Here’s the bottom line: very few of these Executive Orders amount to anything and personally, I’m not worried about anything like these being enacted at the national level. None of these mention “evil assault rifles” or magazine bans or anything of the sort. Rand Paul has already vowed to introduce legislation that makes these null-and-void. And one Texas US Rep. is threatening impeachment hearing if this administration tries an end-around of the US Constitution. But in Colorado, it’s an entirely different story. All of these and more are already making the rounds in the Colorado legislature. Know who your state senators and representatives are and make sure they know you.
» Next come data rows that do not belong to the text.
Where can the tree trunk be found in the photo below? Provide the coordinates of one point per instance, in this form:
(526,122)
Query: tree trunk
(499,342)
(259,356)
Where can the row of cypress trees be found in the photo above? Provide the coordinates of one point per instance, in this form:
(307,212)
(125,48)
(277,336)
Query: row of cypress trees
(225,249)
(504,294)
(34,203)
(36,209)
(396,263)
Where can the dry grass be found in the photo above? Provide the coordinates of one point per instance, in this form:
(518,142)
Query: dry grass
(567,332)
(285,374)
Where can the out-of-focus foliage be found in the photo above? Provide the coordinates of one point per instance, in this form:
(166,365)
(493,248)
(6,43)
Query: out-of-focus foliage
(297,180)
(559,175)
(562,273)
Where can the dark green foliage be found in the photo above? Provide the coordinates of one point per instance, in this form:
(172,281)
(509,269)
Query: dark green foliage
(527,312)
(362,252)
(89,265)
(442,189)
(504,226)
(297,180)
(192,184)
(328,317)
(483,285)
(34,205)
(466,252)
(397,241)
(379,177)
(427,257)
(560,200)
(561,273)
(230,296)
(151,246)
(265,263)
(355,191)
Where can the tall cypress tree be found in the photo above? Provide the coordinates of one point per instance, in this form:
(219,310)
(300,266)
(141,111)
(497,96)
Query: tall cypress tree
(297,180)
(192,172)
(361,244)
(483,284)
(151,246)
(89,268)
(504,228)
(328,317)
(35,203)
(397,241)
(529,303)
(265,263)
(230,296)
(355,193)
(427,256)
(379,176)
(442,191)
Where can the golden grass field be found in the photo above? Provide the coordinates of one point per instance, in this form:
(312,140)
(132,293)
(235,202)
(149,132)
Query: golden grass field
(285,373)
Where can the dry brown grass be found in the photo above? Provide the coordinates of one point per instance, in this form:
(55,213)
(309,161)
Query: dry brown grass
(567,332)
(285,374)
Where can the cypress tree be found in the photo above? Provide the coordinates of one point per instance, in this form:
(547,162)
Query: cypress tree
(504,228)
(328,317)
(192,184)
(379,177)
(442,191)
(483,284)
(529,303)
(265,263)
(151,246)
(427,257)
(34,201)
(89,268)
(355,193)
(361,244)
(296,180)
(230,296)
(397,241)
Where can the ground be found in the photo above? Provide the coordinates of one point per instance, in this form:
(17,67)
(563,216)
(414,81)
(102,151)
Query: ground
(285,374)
One more tip: let’s talk about “words that work.” When I bought my last AR-15, it came with a 30-round magazine, and I’m guessing yours did too. So how is a STANDARD magazine suddenly “high capacity?” No – it’s a “STANDARD CAPACITY MAGAZINE.”

Next, most people will agree that I have a right to defend myself. Therefore, I also have the right to use efficient tools to defend myself. The fact is that an AR-15 is a marvelous self-defense tool – and so are semi-auto handguns. Let’s focus on the problem and shift the conversation away from banning certain types of guns. Gun control doesn’t work: it’s more about the control than it is the gun.

And I’ll leave you with more words from the wise Massad Ayoob from his blog yesterday:
“Cannily, the President surrounded himself with kids from early elementary school when he gave his “gun control” speech today. Since he speaks for the symbolism-side of this polarized debate, that was hardly unexpected.
It was a shame the young ones didn’t get the chance to discuss it themselves. Suppose you asked a second-grader, “Kids, if a bad boy in your class took crayons and wrote all over the walls of your classroom, would it be right to take the crayons away from the boys and girls who behaved?”
I suspect the children would unanimously answer, “No! That’s not fair! Take them away from the boy who did the bad thing, not the rest of us!”
And of course, they might also ask, “Where was the teacher? Why didn’t the teacher stop the boy who did the bad thing with the crayons?”
THERE is the logical question: why wasn’t someone there in Sandy Hook Elementary School who could stop Adam Lanza? Because we’re not talking crayons here, we’re talking innocent lives. The school custodian can scrub crayon graffiti from the school walls. We can never wash away the innocent blood that was spilled at Newtown, never paint over the grief of the bereaved.”